En conclusion de cet échange, Musk confirme l’idée de Robinson selon laquelle la gauche serait la force occulte en capacité de contrôler les gouvernements, et d’organiser les migrations de masse dont elle tirerait ensuite des électorats qu’elle serait par ailleurs incapable de réunir parmi les populations « authentiquement » nationales. « La gauche [parti du meurtre, donc] importe des électeurs […] des gens d’autres nations qui voteront pour eux […] privant ainsi les citoyens de leur pouvoir démocratique. C’est vraiment un problème d’importation d’électeurs ».

On retrouve ici, à peu près terme pour terme, les imputations conspirationnistes classiquement antisémites – mais pour un adepte du salut nazi, la chose ne peut vraiment surprendre — dirigées par l’extrême droite hongroise contre George Soros en 2017 : Soros, le « financier juif » libéral qui œuvrerait à la dissolution des identités nationales en mettant sa fortune au service d’une vaste manipulation des migrants vers l’Europe. Ce même motif, toujours assorti de la référence rapide mais explicite à Georges Soros, est au cœur d’un long entretien proposé sur la chaîne d’extrême droite ardemment pro-israélienne GB News

Rappelons que ce même imaginaire victimaire de « l’invasion » est celui qui avait animé l’auteur néo-nazi de la tuerie de la synagogue de Pittsburgh en octobre 2018 (onze morts).
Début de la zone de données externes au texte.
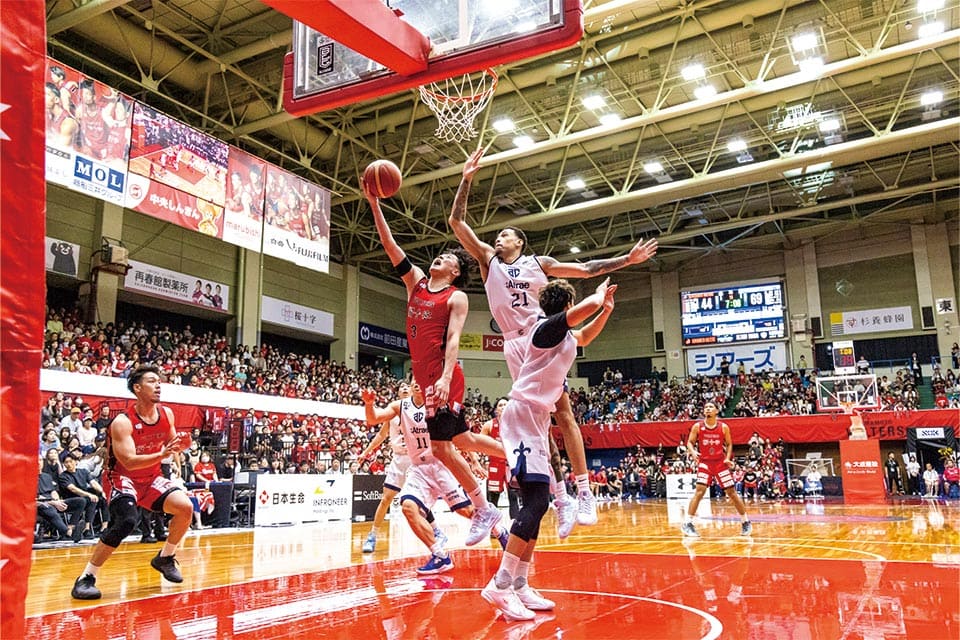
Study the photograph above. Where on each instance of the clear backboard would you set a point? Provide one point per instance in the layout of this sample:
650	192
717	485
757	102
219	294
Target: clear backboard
845	393
448	38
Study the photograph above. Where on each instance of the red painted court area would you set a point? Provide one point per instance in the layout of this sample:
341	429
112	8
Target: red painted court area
598	595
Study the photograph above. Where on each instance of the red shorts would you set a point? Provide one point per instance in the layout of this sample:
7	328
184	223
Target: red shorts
146	493
714	469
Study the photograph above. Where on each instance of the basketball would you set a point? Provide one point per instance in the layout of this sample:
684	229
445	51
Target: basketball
383	177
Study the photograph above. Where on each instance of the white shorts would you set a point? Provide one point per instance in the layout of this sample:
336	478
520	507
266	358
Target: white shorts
515	352
428	482
396	472
524	431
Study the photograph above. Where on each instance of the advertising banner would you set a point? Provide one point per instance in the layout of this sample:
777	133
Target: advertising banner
176	207
367	492
87	133
871	321
297	220
862	471
243	209
177	155
297	316
296	498
181	287
374	336
61	256
758	357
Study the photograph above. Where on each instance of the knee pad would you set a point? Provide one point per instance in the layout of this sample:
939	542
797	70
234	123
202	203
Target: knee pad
536	501
124	518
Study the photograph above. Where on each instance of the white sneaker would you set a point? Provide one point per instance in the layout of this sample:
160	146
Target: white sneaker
483	521
507	602
586	509
531	599
566	514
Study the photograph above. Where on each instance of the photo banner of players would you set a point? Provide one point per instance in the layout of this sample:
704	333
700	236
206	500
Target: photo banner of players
243	208
177	155
61	256
87	133
163	283
297	220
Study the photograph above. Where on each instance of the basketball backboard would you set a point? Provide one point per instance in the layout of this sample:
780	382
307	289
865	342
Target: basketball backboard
458	37
857	391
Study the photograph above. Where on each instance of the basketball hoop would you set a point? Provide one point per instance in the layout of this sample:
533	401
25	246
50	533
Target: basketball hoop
457	102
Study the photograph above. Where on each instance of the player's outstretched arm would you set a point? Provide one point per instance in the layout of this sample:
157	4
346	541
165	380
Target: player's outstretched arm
481	251
592	329
411	275
641	252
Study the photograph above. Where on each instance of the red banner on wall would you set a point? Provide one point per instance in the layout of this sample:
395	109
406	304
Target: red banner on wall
22	278
862	471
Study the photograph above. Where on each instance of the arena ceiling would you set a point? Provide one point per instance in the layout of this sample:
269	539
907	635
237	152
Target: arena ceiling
850	144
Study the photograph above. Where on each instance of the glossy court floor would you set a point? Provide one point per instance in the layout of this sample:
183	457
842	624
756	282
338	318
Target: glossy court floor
820	570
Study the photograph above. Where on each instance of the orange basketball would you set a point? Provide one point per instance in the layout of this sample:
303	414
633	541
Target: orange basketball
383	177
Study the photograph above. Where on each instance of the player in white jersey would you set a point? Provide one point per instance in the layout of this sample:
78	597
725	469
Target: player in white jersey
427	480
396	471
525	432
513	281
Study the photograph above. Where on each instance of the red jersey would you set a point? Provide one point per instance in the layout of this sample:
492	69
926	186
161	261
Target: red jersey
147	438
711	445
427	318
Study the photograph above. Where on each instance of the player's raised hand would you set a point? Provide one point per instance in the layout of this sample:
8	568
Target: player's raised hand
643	251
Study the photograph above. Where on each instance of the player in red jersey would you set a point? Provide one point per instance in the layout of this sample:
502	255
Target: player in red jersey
137	441
436	311
711	446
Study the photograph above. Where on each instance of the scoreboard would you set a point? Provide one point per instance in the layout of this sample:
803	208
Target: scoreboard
732	314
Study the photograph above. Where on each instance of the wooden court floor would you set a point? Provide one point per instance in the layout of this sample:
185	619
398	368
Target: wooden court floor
818	570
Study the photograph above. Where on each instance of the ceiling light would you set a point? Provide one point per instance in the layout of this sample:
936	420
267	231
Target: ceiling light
693	71
804	41
523	142
608	119
705	91
594	102
930	29
931	97
736	145
830	124
929	6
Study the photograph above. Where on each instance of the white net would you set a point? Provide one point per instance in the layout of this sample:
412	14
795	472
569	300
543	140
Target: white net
457	102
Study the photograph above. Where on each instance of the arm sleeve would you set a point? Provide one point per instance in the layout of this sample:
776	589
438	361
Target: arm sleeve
551	332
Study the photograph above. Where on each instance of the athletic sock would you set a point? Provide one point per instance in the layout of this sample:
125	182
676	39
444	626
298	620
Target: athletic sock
477	499
583	483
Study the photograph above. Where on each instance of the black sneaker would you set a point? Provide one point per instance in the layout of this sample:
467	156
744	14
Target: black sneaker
167	565
85	588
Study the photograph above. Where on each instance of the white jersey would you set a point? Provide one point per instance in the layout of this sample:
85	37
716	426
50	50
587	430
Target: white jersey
513	291
413	425
397	443
544	371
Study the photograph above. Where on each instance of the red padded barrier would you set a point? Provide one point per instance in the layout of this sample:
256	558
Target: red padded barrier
22	282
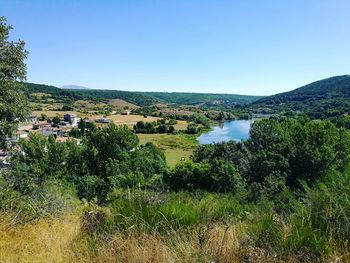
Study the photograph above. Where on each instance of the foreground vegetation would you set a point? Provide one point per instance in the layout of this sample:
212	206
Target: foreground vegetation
280	196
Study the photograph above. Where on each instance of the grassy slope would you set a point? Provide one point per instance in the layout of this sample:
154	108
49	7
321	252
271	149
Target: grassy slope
175	147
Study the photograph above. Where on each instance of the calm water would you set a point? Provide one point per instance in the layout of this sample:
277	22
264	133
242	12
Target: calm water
229	130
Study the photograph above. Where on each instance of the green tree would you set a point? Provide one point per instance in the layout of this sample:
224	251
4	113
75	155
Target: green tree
13	105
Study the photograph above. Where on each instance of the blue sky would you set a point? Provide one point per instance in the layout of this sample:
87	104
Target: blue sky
257	47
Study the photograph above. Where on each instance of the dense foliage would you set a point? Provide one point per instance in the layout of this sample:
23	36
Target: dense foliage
75	94
208	99
321	99
12	72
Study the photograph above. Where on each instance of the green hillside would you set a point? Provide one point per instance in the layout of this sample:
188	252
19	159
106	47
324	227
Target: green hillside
144	98
74	94
324	98
209	99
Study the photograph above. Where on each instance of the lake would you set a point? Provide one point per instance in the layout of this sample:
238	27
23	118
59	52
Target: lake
229	130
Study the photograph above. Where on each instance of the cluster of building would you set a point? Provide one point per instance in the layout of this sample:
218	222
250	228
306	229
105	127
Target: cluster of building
46	128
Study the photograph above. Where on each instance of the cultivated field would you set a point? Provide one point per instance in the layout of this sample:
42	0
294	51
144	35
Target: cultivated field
175	147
Pour le tueur, Robert Bowers, la Société hébraïque d’aide aux migrants (HIAS) était responsable de l’arrivée de migrants d’Amérique centrale et de « musulmans maléfiques » [evil] ; cette société « aime faire venir des envahisseurs qui tuent les gens de chez nous. Je ne vais pas rester là à regarder les miens [my people] se faire massacrer ». Les justifications délirantes des tueries de masse perpétrées par Anders Brevik en Norvège en 2011 sur de jeunes militants de gauche (71 morts) et par Brenton Tarrant dans une mosquée en Nouvelle-Zélande en 2019 (51 morts), n’étaient pas différentes. 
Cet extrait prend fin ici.